The price tag for U.S. Steel is nearly double what was offered just four months ago by rival Cleveland Cliffs. U.S. Steel, which rejected that offer, confirmed the offering price from Nippon early Monday. 

That tie-up would have created one of the top four outside of China, which dominates global steel production. U.S. Steel executives were asked about a potential pushback from U.S. regulators over security concerns on Monday. 

"This is going to increase competition here in the United States with a great ally to the United States," answered U.S. Steel CEO David Burritt. "It’s a great fit and we do not see that as a high level risk factor. We'd say low level of risk."

Meanwhile, along the shores of Lake Erie on East 28th Street in Lorain, the sounds of steelmaking have been silent for more than three years. However, Mayor Jack Bradley has high hopes that the plant may one day return to its previous glory.

"We're hoping to have some communication with Nippon, and hopefully have some positive vibrations regarding opening the plant back up in Lorain," said Bradley, who spoke to 3News while on vacation in South Carolina.

When the U.S. Steel Tubular Operations plant in Lorain closed in 2020, the city lost income tax revenue from more than 1,500 jobs. The impact of the loss was dramatic.

"Without those tax dollars, the city of Lorain actually went through somewhat of a recession," Bradley, whose grandfather was a steelworker at that very plant, admitted.

Steelmaking has a rich history in Lorain that dates back to the late 1800s and early 1900s, when steel companies brought in immigrant workers from Mexico and Puerto Rico. They settled in neighborhoods along East 30th Street and Vine Avenue, which grew to become one of the largest Latino communities in Ohio.

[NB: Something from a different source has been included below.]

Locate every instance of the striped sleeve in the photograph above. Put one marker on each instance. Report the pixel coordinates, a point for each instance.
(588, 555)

While Bradley is disappointed that Cleveland Cliffs was outbid by Nippon, he hopes the new owner will bring back not just any jobs, but good-paying union jobs.

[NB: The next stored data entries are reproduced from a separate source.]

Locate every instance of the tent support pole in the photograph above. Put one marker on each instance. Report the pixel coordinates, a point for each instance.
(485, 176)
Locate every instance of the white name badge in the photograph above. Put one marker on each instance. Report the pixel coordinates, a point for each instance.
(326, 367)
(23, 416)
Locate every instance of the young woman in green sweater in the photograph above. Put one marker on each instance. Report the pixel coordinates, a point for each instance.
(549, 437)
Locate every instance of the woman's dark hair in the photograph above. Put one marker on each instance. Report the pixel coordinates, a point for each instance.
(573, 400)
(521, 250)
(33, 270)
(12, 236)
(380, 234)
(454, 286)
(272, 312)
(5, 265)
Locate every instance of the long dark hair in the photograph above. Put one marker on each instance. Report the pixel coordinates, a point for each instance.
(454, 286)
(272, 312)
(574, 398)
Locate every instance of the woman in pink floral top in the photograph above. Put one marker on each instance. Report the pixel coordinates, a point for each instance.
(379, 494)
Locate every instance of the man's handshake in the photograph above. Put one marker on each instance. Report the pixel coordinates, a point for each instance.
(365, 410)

"Lorain is a union town, and we want to make sure that we have good union jobs in the city of Lorain," he said.

U.S. Steel will keep its name and its headquarters in Pittsburgh, where it was founded in 1901 by J.P. Morgan and Andrew Carnegie. It will become a subsidiary of Nippon.

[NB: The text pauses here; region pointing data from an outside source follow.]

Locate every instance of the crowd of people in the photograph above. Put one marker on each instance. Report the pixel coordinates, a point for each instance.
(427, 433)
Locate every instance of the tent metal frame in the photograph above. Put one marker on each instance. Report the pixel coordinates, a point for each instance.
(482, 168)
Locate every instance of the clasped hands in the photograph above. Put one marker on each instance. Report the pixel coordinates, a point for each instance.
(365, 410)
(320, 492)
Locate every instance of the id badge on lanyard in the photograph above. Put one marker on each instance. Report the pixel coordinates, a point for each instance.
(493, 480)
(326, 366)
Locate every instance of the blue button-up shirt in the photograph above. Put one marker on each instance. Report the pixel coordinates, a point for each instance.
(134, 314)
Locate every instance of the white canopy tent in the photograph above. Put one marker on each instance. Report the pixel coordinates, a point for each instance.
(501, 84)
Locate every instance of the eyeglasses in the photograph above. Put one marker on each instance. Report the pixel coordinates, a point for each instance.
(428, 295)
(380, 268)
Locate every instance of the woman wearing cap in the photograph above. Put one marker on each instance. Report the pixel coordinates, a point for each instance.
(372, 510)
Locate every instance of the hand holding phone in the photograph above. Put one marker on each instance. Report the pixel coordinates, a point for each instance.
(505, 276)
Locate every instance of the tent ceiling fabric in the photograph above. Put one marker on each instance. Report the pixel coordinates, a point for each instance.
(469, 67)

Case Western Reserve University economics professor Dr. Jonathan Ernest will be watching whether Nippon positions itself to expand.

"Hopefully, this is a good sign where Nippon is saying, 'Well, rather than have steel produced somewhere else and then importing it into the U.S., we might as well just take over the production process, produce it there, and be able to not have to pay as much to transport it, etc.'," Ernest explained.

But not everyone's optimistic about the deal, with critics raising national security concerns.

"Steel is security, national security," Pennsylvania U.S. Sen. John Fetterman told reporters. "And the fact that now they're claiming that they're going to sell this to a foreign company? It's outrageous."

Meanwhile, both of Ohio's senators are blasting the agreement, with Democrat Sherrod Brown calling it "an insult to the American steelworkers who build our country" and Republican JD Vance opining that "a critical piece of America's defense industrial base was auctioned off to foreigners for cash." The United Steelworkers International union, which had backed a potential acquisition from Cleveland Cliffs, also vowed to "strongly urge government regulators to carefully scrutinize this acquisition and determine if the proposed transaction serves the national security interests of the United States and benefits workers."

The U.S. currently ranks No. 4 behind China, India, and Japan in worldwide steel production, and the blast furnace steel plants operated by U.S. Steel are among the more costly to operate compared with more modern facilities that melt down scrap using arc furnaces. But U.S. Steel plants with blast furnaces remain integral to U.S. manufacturing, particularly automakers.

The acquisition has been approved by the boards of both companies and is targeted to close in the second or third quarter of 2024. It still needs approval from U.S. Steel shareholders.